My husband, now himself a music professor, tells a story about a professor that we both had in college. It was her first time teaching a Music Theory Class. On the first day of class, she played a chord on the piano, and asked the class, “What is that?”

A classmate answered, “That's a diminished seventh chord.”

She asked, “How do you know that?”

Having perfect pitch he answered, “The notes are F - Ab - B - and D.”

The professor responded, “Yes, also you can remember it because it is blue-green. What about this chord?”

Everyone in class looked at one another with question marks in their eyebrows, all thinking, “Blue-green??? What is she talking about?”

The professor continued, “What about this chord? - it’s chartreuse, so it has to be an E-flat suspended sixth.”

The students finally spoke up and asked, “What?”

The professor responded “What?” and in that moment she realized that no one else associated and experienced colors when hearing music. (It turns out that this experience is an incredibly rare neurological condition called chromesthesia - a form of a broader, but still rare disorder called synesthesia.)

In this week’s torah portion, Yitro, as our ancestors stood ready to receive torah at the foot of Mount Sinai, we read in Exodus 20:15, “All the people saw the sounds and the lightning, the voice of the horn and the mountain smoking; and when the people saw it, they fell back and stood at a distance.”

Saw the sounds? What is going on here? Did our ancestors experience group synesthesia? Were they all under the influence?

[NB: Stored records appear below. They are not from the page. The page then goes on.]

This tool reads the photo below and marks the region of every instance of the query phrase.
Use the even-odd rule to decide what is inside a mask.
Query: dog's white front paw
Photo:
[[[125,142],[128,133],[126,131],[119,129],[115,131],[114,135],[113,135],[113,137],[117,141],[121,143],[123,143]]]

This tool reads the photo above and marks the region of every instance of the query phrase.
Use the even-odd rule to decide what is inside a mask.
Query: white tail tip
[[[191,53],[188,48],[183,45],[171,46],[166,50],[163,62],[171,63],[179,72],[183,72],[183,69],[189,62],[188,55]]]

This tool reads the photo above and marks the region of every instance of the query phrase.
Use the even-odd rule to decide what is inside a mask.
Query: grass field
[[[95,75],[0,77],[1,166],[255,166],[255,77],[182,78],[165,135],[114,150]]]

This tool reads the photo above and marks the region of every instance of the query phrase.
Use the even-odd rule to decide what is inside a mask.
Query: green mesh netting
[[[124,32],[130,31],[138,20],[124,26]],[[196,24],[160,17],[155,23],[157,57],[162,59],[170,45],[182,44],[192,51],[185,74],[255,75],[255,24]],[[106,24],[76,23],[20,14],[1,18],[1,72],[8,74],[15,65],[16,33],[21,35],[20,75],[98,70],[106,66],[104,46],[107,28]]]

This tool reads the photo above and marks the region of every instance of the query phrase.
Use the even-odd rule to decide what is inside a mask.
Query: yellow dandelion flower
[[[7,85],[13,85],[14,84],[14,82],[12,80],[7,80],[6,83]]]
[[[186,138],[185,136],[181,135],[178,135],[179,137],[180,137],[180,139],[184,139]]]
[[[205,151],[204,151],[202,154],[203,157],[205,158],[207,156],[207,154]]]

The Kli Yakar, who served as the Rabbi of Prague in the 1600s offered this: “We have to understand how they could have seen the sounds ... It sounds reasonable that each word that God spoke became palpable and tangible to the extent that it took on physical form and could be seen in the air as floating letters as if they were written in front of them.” The implication is that the experience of seeing sounds for our ancestors as they stood at Sinai was a spiritually knowing one. Their seeing sounds was actually them having access to a way of seeing the world that they didn’t normally have access to. Basically, our ancestors had entered an altered state of consciousness which allowed them not only to hear the sounds at Sinai, but to literally see them in front of their faces.

Many people seek mystical or mind-altering experiences. (An interesting fact about synesthesia is that it is rare as a neurological disorder, but it is commonly triggered by the use of hallucinogenic drugs.) When we find ourselves in a situation where we have access to seeing the world in a skewed way, we can be caught off guard and feel like we’ve lost our center of balance. It’s fascinating that the Aseret HaDibrot (ten commandments) – a centering tenet of our religious story – was delivered in a de-centering manner. It’s as if God was knocking us about, making it essential for us to find our literal bearings as we simultaneously encountered our spiritual and ethical bearings in the ten commandments. Our remembering of this experience then becomes all-encompassing and fully realized. I hope this week finds you experiencing harmony and balance in all areas of your life, but if you find yourself a little unsteady, imagine yourself standing next to our ancestors and pay attention. Perhaps in your righting of yourself and finding your balance, you may, like our ancestors, discover a new way of walking in the world.